Ya, saya sangat setuju bahwasanya agama bukanlah dogma.
Tetapi selalu akan menjadi dogma ketika praktik pemelukkan agama terhadap kita
tanpa melalui kemampuan kesadaran
penerima (bayi). Itulah hal pertama yang menjangkit kita bagaimana ide
berbeda dengan praktik.
Dan kita pun beragama
hingga dewasa, tanpa memutuskan apa-apa. Sebuah kaprah menahun. Toh kita tidak
peduli karena semua orang seperti itu.
Setelah kita berumur cukup—oleh orang tua—kita didaftarkan
ke sekolah-sekolah. Tentu keputusan itu diambil oleh orang tua demi masa depan
kita. Tetapi apakah sempat orang tua kita mengkritisi, apakah benar pendidikan
formal adalah baik untuk masa depan kita? Tidak ada kesempatan untuk pilihan
lain, karena kewajaran yang berkembang ialah bahwasanya orang tua yang baik
ialah yang mempunyai iktikad untuk menyekolahkan anaknya. Apalagi kita yang
masih kanak-kanak, tentu kita juga akan terpojok jika memutuskan untuk tidak
mengambil pendidikan formal.
Dari situlah kita
mulai dilepas oleh orang tua kita di sebuah arus, yang dikata sebuah kewajaran.
Ah kewajaran! Selalu kita dididik untuk menjadi orang
sewajarnya dan dilarang untuk tidak wajar. Kewajaran ialah arus. Berawal dari
arus kecil selokan, arus sungai kecil, arus deras sungai besar, lalu sampailah
pada gelombang raksasa samudra. Itulah narasi kewajaran yang dibebankan kepada
setiap anak untuk diperankan. Jika kau ingin berada pada titik aman, pula
dijanjikan titik nyaman. Sebuah peran kewajaran yang menyudutkan kita untuk
tidak berkeputusan.
Kita tahu bahwa hari esok ialah abstrak. Tetapi telah
lahir paradigma yang teramat kokoh di setiap orang tua. Yakni, untuk masa depan
di dunia ialah pendidikan, masa depan di akhirat ialah agama. Pokoknya dua hal
itu baik, itu cukup dan tak usah neko-neko!
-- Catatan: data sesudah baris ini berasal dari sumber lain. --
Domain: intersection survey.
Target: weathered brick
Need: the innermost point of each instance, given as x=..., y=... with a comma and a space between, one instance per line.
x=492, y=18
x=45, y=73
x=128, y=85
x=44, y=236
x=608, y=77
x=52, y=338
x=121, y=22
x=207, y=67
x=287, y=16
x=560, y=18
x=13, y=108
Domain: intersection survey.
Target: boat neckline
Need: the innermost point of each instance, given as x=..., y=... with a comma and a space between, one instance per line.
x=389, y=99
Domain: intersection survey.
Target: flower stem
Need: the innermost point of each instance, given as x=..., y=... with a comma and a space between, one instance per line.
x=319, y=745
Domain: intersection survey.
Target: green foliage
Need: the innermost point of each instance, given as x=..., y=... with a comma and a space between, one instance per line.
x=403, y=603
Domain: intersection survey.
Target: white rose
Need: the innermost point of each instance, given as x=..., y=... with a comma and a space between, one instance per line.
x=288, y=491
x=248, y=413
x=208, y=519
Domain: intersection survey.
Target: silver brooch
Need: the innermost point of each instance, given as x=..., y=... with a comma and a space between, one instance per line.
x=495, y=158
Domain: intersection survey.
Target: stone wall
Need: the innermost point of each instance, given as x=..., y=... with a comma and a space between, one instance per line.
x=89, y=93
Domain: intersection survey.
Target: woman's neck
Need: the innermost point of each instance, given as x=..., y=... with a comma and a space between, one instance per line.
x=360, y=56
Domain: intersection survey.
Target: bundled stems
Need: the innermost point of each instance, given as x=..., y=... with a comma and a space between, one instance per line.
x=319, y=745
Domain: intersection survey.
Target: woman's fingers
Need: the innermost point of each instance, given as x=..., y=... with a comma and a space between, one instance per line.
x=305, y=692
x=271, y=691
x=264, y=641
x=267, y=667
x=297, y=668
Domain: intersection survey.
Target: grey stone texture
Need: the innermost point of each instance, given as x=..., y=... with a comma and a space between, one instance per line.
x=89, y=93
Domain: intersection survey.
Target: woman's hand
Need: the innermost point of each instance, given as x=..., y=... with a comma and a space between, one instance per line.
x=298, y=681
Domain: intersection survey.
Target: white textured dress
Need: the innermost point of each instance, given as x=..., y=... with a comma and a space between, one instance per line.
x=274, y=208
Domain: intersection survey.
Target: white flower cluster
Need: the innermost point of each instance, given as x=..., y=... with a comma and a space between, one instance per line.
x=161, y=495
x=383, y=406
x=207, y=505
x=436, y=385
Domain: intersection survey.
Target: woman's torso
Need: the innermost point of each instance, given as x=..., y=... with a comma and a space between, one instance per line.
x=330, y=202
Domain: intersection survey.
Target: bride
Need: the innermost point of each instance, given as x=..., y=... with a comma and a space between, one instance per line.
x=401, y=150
Tapi nyatanya, gairah anak tidaklah cukup hanya
tersalurkan oleh dua tema itu. Kehidupan terlalu kompleks dan manusianya pun
teramat berbeda-beda. Jadi, penyederhanaan yang sering dilakukan oleh norma
kewajaran teramat mengebiri kemanusian. Namun seringkali kita justru memilih
untuk menjadi anak baik yang patuh terhadap ‘tuan kewajaran’, karena
iming-iming titik aman dan titik nyaman yang dijanjikan. Dan dengan senang
hati, kita persilakan segala bentuk pengebirian kepada kita sendiri.
Jika semuanya seperti
itu, tidak akan lahir Soekarno, tidak akan lahir Gandhi.
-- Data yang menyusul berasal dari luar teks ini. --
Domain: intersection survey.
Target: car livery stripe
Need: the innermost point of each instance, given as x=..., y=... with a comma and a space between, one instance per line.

Mengenai sebuah keputusan, harus senantiasa berdasarkan
kesadaran-kesadaran. Kenapa saya berbicara mengenai keputusan kepadamu? Karena
dewasa ini Indonesia dalam keadaan darurat keputusan.
Indonesia akan seperti
apa, segera generasi muda putuskan. Tentunya
bukanlah keputusan yang gamang, keputusan yang terlalu bermain aman, tetapi
keputusan yang berdasarkan kesadaran penuh dan objektivitas akal sehat.
Keputusan berdasarkan akal sehat adalah keputusan yang
lahir dari pola pikir yang matang untuk berkeputusan. Tetapi sayangnya,
pendidikan tentang mengambil keputusan tidak pernah menjadi prioritas untuk
sebuah generasi. Pendidikan hanya menekankan kepatuhan dan kepatuhan.
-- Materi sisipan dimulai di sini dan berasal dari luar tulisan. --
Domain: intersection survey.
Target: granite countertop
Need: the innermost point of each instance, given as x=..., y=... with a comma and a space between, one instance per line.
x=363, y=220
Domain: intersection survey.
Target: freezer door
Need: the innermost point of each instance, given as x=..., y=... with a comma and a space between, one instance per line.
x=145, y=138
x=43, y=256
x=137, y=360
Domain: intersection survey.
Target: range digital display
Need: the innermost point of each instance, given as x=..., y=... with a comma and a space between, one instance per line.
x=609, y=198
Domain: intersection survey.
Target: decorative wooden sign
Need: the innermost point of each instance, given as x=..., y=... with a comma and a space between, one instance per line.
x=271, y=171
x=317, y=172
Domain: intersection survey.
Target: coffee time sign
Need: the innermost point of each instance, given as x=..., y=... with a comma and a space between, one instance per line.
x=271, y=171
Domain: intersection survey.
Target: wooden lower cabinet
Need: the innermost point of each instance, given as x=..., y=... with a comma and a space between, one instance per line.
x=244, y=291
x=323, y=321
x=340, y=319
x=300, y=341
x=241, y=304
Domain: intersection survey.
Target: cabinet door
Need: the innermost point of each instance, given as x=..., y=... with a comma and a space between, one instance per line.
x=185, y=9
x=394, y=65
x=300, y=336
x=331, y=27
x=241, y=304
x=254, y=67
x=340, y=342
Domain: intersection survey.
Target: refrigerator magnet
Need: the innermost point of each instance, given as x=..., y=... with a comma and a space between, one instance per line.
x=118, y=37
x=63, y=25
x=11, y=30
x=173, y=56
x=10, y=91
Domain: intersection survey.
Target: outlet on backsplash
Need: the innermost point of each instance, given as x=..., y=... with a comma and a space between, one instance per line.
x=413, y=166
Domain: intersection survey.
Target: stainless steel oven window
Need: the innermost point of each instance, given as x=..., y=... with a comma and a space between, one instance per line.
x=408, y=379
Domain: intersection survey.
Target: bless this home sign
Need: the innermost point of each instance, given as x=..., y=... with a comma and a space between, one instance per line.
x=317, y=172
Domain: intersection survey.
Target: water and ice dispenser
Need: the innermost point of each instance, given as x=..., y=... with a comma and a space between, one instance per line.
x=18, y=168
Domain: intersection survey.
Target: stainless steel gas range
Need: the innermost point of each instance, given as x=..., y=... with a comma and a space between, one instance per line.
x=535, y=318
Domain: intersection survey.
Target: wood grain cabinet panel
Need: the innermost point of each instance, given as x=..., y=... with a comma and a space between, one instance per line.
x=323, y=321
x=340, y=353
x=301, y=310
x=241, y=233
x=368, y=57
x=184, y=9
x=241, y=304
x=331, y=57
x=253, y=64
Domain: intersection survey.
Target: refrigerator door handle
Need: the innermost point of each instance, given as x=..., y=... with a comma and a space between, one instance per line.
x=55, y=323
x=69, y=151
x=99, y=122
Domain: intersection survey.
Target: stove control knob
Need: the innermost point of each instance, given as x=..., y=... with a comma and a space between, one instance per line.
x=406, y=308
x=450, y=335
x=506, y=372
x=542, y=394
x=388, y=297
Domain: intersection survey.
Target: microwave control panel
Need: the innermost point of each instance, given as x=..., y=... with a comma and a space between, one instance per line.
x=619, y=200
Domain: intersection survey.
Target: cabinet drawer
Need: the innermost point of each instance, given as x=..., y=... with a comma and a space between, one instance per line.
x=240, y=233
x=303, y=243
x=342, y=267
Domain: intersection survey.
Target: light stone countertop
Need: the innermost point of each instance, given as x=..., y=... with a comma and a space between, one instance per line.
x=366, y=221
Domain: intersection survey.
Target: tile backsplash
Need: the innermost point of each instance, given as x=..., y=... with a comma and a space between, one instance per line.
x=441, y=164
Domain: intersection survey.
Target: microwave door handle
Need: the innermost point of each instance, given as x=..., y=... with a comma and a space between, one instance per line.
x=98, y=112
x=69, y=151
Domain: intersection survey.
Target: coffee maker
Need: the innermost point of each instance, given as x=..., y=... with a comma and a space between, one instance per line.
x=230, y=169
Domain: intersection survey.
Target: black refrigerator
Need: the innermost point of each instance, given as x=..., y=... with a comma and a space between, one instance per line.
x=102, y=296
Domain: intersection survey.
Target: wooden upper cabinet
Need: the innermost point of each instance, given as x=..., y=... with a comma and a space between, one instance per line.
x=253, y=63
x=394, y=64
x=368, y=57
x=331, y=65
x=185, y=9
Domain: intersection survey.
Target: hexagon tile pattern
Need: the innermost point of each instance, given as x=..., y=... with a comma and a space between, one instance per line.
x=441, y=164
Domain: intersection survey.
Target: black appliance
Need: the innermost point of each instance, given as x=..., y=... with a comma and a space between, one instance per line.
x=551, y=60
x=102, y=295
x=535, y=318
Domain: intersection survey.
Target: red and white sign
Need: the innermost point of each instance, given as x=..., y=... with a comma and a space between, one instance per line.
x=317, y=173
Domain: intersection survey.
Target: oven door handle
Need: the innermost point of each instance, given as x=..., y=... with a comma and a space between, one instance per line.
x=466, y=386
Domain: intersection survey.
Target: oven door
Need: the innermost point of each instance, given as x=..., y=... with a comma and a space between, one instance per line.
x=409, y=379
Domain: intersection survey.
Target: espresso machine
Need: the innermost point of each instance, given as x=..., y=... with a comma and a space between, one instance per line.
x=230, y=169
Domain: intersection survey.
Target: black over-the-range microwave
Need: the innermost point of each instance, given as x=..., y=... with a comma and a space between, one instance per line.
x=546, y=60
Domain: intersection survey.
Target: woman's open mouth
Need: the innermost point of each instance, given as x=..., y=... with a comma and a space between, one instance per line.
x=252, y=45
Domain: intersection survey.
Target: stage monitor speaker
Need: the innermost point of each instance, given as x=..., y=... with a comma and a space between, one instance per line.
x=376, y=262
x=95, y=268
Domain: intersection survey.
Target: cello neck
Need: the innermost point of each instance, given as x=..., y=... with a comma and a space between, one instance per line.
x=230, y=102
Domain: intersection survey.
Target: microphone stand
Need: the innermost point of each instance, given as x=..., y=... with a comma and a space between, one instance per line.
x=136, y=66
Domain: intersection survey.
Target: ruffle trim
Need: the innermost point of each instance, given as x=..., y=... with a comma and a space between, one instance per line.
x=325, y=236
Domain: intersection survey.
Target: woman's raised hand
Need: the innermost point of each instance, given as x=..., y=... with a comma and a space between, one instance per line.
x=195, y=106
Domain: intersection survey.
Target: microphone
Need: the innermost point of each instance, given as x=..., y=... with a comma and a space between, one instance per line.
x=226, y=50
Pendidikan semacam itu tidak lain dan tidak bukan ialah alat cetak buruh dan
karyawan.
Akibatnya, ketika
seorang muda mengalami gejolak pribadi, ia akan lari pada buku-buku motivasi,
ia akan lari pada google dan bertanya tentang tips-tips menghadapi sesuatu.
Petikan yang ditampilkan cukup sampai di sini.